Jisok Kang, a CERF Research Associate at the Cambridge Centre for Finance (CCFin), and his coauthors, Kee-Hong Bae and Albert Tsang, investigate the executive and CEO pay gap between public and private firms. The main focus of the project is to test two long-standing, competing hypotheses on public firms’ executive pay.
The first hypothesis is the entrenchment hypothesis: public firms are entrenched by powerful CEOs. They control the board of directors and set their own pay high. There has been significant increase in CEO pay of large, public firms in the United States because of the lack of relevant governance systems to control executive pay, according to the entrenchment view.
The other one is the optimal contracting hypothesis that CEO pay is mainly determined by market forces: CEO remuneration has recently increased dramatically because managing a public firm is more complex than before and CEOs assume more regulatory and governance risks.
Many studies in the literature have examined this issue but investigating only public executive pay generates a partial story and the simple increase in the pay of public firm executives does not necessarily support the entrenchment hypothesis. Researchers need a benchmark against which the public firm executive pay is measured to evaluate whether the public firm executive pay level is set high without CEOs assuming risks and responsibilities. Jisok and his coauthors deal with the ‘compared to what’ issue effectively on this project.

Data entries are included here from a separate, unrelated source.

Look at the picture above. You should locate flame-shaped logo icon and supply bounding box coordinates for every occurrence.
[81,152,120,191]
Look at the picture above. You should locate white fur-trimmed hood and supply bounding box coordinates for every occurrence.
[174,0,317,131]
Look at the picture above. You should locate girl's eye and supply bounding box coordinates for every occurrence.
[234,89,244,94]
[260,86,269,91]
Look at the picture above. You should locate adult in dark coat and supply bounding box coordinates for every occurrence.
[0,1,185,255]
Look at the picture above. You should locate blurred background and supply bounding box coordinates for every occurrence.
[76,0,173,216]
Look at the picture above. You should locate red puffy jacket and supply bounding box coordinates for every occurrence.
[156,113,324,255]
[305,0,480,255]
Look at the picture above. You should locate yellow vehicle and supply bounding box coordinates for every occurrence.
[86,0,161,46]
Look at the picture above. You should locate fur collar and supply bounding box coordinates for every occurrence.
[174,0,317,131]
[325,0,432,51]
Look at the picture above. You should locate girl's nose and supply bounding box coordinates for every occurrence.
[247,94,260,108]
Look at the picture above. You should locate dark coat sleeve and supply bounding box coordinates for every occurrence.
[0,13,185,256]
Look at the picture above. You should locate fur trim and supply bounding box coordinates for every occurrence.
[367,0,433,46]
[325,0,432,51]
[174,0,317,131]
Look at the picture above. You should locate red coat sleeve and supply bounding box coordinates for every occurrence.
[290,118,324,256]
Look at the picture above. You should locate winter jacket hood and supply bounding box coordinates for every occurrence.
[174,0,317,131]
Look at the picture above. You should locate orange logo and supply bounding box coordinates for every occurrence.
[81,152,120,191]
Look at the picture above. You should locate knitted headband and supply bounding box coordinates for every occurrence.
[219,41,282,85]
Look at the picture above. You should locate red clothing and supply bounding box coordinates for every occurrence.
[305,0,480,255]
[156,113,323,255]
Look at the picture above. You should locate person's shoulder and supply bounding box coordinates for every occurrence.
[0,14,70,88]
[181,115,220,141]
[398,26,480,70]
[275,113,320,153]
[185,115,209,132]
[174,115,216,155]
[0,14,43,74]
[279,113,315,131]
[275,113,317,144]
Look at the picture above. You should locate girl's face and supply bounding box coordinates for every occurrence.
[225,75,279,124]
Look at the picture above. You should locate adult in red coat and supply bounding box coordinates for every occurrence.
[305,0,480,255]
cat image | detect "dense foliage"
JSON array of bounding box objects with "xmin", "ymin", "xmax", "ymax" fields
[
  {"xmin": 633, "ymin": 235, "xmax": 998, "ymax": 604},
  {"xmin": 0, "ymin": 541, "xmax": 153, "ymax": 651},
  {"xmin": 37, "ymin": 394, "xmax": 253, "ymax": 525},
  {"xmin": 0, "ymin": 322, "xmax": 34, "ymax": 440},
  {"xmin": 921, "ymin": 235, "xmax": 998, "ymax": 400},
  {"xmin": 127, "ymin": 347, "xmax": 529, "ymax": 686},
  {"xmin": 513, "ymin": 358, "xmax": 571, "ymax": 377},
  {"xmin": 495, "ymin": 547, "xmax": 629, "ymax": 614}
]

They use private firm executive pay as a benchmark to examine whether public firm executive pay is excessive or not.
The main findings of the paper are: 1) the executive pay gap between public and private firms has widened after IFRS (International Financial Reporting Standards) adoptions and governance reforms; 2) especially after governance reforms, public firm executive pay has become more sensitive to performance measures such as stock returns, Tobin’s Q, and ROA. These findings largely support the optimal contracting hypothesis.